India, Calcutta, luglio 2016

Donna al cronicario di Calcutta

Sei davanti all’enorme portone del Kalighat, il cronicario. Entri, e subito da un pertugio semibuio esce un uomo in camicia azzurra, un telo avvolto sul bacino, i piedi scalzi. Con un gesto della mano, senza parlare, ti manda verso l’interno della casa.

Ti accoglie una delle sorelle di Madre Teresa, il sorriso bianco come la tunica, il velo bordato di blu. Indica un grembiule che devi indossare. Una luce molto forte illumina la stanza delle malate; senti odore di disinfettante.

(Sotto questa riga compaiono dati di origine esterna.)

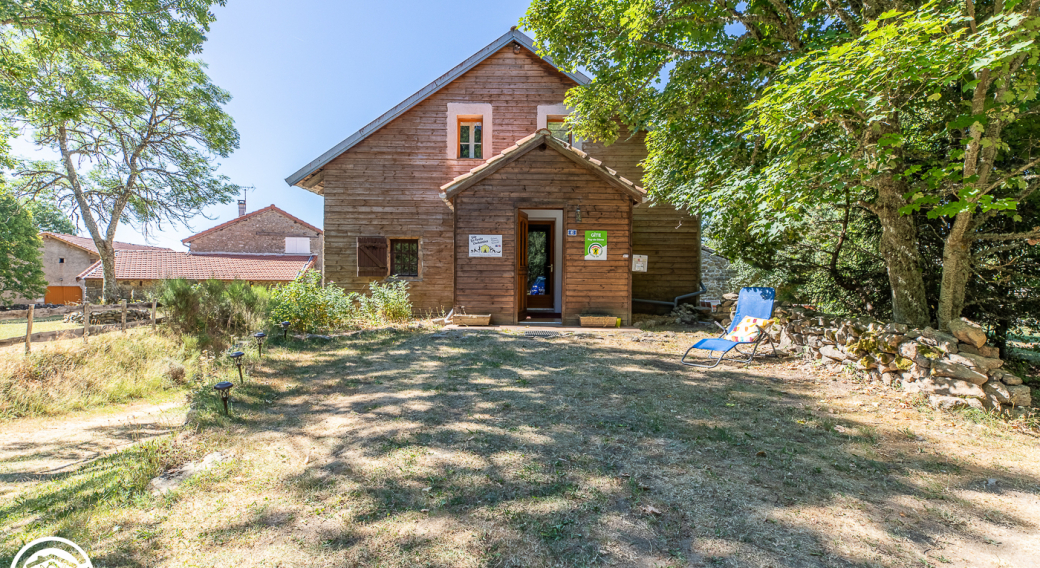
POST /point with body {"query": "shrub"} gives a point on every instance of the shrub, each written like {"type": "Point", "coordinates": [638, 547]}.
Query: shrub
{"type": "Point", "coordinates": [309, 306]}
{"type": "Point", "coordinates": [388, 302]}
{"type": "Point", "coordinates": [213, 311]}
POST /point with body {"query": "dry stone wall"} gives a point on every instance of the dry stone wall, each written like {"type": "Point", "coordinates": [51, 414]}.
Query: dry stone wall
{"type": "Point", "coordinates": [953, 370]}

A Calcutta si passa dall’odore del cibo e delle spezie a quello della muffa, dei rifiuti e delle carogne che si consumano ai bordi delle strade. Ma in questa stanza tutto è pulito e profumato; sul soffitto, sopra la tua testa, ruotano le grandi pale di un ventilatore, mescolando l’aria densa di umidità.

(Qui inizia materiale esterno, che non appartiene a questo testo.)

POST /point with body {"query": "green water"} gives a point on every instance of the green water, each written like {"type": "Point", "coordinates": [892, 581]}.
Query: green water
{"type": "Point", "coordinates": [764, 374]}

La sorella ti indica sorridendo un letto in fondo alla stanza, pronuncia il nome della persona che stai per incontrare, e non dice altro. Ti porge una ciotola di semolino scondito e con lo sguardo e il gesto di imboccare ti invita a raggiungere la donna che giace sul letto.

Arrivata di fronte a lei, ciò che ti impressiona di più è la magrezza. Il suo sguardo bianco e la bocca sdentata sono niente in confronto a questo scheletro che sembra solo chiedere di morire. Entrambe le braccia sono color cuoio, con la pelle rugosa e cascante, e sono tatuate di blu, mani comprese. Il colore dell’inchiostro è sbiadito, i disegni non sono definiti. Resti con lei e provi a imboccarla. Inghiotte il semolino pallido, poco alla volta, con grande lentezza; ti guarda negli occhi ed è lo sguardo di tua mamma nei suoi ultimi giorni.

La signora ha finito il pasto, le pulisci la bocca e mentre ti giri per buttare la carta senti che ti afferra la mano, la stringe forte. Vi guardate negli occhi ancora a lungo. Restate così, mute, con le mani strette.